There's only one language family I use regularly where "all symbols are
separated by whitespace (and brackets)", and that's Lisp. Lisp can get
away with it because it has *no* infix operators. x+y might as well be
a symbol because there isn't anything else it could be.
At the last count I had used over 120 different programming languages,
including some without operators, some with a fixed set of operators,
and some with user-defined operators.
There is precisely one language that I've come across that lets you have
+ operators, including user-defined operators,
AND
+ tokens containing both letters and operator symbols.
That's Pop-11. If I recall correctly, the syntax is like this:
<word> ::= <syllable 1> {'_' <syllable n>}*
<syllable 1> ::= <letter> {<letter> | <digit>}*
| <operator character>+
<syllable n> ::= {<letter> | <digit>}+
| <operator character>+
That made tokens like symbol_+, symbol_*, and symbol_? available,
while in symbol+..., symbol*..., and symbol?.... the letters and the
would have to be in separate tokens, making x+1 unamiguously three
tokens and x_+ 1 unambiguously two tokens.
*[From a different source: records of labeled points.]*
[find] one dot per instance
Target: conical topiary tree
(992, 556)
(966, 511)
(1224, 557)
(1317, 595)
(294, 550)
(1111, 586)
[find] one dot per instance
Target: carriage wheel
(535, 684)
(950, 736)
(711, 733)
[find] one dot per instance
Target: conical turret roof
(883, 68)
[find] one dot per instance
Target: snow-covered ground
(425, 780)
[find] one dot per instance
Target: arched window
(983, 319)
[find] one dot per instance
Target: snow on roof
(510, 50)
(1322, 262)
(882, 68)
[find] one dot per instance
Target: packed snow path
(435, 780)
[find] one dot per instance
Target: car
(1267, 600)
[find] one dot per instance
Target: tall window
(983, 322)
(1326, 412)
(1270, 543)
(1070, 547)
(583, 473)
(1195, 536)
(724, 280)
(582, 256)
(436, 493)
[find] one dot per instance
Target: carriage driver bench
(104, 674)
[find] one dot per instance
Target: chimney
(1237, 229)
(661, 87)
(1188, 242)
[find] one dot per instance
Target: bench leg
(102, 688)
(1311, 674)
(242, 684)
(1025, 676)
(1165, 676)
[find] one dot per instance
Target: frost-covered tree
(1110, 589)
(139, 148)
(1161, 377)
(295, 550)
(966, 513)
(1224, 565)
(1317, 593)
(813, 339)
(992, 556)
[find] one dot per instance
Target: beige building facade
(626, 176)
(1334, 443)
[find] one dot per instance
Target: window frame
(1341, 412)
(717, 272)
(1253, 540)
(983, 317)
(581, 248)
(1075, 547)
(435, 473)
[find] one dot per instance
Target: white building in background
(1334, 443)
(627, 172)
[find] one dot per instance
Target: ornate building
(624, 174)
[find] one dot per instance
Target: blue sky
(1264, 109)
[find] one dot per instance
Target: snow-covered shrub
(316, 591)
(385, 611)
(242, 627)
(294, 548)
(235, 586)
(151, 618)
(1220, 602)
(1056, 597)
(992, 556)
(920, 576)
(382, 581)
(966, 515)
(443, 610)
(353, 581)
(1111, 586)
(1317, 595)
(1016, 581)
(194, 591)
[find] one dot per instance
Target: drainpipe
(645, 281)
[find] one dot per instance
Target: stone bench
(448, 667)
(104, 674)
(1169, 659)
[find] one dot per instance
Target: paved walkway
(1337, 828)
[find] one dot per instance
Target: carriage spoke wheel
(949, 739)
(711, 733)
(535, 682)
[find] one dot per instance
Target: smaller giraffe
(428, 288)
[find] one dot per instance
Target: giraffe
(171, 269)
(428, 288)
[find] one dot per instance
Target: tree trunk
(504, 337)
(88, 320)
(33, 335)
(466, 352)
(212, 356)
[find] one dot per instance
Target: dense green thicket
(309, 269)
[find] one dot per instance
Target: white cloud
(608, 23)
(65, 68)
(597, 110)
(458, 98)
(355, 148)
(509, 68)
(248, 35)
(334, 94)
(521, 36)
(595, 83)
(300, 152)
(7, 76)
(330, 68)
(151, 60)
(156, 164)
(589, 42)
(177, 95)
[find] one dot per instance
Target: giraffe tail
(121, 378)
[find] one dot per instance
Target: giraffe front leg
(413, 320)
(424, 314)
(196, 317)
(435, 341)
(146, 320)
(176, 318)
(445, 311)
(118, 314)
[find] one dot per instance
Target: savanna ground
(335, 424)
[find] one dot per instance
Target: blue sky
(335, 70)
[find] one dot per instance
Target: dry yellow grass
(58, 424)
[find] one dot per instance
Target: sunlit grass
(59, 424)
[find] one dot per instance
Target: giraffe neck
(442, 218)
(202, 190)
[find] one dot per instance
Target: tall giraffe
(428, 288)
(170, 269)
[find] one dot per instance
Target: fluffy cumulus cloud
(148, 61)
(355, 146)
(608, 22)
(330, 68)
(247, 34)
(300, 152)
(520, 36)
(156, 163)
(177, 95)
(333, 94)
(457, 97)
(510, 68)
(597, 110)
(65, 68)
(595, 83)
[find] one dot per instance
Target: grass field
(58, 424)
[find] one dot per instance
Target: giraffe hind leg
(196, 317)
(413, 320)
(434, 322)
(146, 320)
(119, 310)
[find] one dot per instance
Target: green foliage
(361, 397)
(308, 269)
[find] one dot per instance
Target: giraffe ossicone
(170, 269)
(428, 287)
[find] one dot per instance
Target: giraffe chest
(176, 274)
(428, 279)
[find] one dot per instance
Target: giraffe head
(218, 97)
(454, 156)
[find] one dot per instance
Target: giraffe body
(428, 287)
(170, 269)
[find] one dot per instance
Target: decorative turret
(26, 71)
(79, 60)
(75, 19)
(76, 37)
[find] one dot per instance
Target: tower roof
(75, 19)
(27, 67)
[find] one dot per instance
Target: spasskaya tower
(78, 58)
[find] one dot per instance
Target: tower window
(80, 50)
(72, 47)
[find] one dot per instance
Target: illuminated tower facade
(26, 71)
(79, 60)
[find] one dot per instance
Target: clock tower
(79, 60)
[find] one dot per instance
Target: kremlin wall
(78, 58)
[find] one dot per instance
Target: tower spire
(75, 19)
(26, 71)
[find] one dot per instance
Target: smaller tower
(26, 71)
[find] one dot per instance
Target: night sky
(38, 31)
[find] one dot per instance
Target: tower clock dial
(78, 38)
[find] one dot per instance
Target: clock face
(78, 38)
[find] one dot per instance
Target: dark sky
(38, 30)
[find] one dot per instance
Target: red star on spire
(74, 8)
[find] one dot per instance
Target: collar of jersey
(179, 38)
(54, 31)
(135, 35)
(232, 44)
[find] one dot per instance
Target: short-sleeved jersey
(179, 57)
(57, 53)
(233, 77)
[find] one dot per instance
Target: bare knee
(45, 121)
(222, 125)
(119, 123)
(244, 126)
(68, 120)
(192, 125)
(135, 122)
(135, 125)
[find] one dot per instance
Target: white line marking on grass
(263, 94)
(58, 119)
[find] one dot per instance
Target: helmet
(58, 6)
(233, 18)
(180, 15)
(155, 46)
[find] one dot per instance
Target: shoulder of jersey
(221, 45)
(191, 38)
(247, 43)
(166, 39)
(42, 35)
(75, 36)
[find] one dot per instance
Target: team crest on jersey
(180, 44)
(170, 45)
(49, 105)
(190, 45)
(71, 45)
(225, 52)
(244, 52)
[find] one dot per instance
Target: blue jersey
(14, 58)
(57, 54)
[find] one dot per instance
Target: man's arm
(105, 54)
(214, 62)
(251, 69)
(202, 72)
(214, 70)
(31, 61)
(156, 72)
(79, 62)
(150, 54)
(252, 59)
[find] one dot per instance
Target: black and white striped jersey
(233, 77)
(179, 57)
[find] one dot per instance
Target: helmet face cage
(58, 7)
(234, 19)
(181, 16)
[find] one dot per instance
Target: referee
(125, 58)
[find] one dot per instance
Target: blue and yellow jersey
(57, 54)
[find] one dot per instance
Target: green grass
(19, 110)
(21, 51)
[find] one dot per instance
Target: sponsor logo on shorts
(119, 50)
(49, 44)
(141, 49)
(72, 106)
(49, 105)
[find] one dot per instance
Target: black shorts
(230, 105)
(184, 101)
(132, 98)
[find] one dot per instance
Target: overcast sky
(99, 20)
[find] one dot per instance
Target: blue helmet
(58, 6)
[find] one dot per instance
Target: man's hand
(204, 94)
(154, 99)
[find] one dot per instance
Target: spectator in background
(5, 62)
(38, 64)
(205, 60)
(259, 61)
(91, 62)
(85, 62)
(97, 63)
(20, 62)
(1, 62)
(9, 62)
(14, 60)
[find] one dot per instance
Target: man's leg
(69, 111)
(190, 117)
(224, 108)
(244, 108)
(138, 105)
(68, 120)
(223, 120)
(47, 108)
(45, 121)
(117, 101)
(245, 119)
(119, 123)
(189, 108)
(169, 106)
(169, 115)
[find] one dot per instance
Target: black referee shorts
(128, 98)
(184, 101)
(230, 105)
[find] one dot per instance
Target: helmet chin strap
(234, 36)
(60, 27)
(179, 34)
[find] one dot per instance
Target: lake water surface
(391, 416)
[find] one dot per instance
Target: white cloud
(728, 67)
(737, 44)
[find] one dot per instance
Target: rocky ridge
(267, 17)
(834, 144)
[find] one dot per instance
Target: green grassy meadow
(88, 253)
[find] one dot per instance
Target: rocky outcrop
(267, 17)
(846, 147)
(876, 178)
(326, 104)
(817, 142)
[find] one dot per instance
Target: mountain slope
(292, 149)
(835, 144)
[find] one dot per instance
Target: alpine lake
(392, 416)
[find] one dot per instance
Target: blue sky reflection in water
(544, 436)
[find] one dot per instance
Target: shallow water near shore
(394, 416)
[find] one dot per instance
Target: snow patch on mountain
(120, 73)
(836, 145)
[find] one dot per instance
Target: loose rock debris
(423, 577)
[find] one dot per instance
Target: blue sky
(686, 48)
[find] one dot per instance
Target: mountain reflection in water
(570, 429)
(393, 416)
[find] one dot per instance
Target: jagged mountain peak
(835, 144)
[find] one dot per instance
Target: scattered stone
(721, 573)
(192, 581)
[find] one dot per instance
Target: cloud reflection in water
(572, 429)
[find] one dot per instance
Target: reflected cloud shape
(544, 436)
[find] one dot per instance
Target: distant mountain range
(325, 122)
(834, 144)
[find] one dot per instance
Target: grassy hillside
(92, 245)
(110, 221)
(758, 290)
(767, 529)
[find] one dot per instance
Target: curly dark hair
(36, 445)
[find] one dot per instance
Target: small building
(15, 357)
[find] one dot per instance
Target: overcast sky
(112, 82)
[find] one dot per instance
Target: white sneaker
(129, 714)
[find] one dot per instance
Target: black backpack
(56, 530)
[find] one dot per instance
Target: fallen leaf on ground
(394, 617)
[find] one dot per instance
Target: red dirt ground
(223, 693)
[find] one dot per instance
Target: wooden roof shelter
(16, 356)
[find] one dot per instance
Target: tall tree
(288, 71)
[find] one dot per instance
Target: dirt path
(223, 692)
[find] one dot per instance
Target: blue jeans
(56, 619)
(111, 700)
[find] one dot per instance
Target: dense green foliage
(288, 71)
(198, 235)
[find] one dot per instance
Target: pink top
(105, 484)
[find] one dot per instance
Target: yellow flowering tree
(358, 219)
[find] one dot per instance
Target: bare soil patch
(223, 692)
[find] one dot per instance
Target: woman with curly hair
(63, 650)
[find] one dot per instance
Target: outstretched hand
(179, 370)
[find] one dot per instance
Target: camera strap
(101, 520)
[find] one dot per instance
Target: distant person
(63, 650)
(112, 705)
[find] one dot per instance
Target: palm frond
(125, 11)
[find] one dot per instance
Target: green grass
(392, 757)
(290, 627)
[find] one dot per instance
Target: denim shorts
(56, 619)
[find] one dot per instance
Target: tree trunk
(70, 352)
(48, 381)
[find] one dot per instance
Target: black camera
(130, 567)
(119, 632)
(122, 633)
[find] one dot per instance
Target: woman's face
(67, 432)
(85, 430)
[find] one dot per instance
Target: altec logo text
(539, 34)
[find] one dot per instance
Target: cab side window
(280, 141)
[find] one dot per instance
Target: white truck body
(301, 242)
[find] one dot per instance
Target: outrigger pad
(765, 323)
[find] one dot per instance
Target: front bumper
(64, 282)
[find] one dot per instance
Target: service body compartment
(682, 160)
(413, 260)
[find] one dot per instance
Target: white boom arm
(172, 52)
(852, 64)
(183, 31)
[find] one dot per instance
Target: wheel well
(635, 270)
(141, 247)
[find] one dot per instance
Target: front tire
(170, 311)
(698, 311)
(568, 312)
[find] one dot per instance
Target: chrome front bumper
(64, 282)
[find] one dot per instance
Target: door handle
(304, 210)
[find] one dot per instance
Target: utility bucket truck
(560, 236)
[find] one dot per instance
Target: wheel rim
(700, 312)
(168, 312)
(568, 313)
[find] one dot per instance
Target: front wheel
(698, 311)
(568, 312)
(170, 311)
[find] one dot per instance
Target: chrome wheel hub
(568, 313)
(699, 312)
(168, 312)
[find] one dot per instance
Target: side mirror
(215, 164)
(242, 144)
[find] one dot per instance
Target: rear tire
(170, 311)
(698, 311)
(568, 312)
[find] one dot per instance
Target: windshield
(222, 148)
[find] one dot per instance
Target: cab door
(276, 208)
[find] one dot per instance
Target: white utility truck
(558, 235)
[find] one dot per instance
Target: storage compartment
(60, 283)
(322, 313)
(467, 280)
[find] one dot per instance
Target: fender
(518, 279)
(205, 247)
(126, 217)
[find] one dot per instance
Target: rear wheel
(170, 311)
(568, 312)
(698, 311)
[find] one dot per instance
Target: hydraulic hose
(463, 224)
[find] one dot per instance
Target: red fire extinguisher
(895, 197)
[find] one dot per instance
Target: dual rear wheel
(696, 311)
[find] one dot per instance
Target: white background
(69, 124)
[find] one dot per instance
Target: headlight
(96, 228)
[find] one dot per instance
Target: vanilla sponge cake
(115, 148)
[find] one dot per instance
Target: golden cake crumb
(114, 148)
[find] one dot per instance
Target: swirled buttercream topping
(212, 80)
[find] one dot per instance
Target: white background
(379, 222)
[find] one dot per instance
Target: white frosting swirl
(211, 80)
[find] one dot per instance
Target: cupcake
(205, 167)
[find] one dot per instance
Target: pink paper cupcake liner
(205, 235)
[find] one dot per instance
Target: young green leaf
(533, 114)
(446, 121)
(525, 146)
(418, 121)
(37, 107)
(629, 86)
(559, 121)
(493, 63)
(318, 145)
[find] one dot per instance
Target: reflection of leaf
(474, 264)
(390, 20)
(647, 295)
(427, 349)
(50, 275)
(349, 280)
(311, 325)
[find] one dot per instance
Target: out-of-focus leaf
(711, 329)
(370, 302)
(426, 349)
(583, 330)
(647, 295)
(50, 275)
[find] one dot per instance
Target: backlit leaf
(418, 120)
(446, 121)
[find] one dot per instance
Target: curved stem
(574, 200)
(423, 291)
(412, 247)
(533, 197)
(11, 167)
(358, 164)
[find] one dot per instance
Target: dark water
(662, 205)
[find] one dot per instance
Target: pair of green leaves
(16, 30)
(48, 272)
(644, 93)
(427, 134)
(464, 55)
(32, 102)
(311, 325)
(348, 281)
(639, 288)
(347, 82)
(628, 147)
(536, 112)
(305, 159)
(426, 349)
The only thing I personally would change in Clean's syntax is to
change 'if e1 e2 e3' to 'if e1 then e2 else e3'. This would actually
reduce the number of tokens I have to write, because I usually have
to wrap parentheses around the expressions so they are parsed correctly.
Clean's list syntax is _perfect_, and I wish Haskell would adopt it.
I suggest that the remedy for anyone who doesn't like Clean's syntax,
especially someone who is happy writing combinator-based parsers, is
to write a preprocessor to convert the syntax they do like to Clean.
(And of course share it to build up the number of 'converts'.)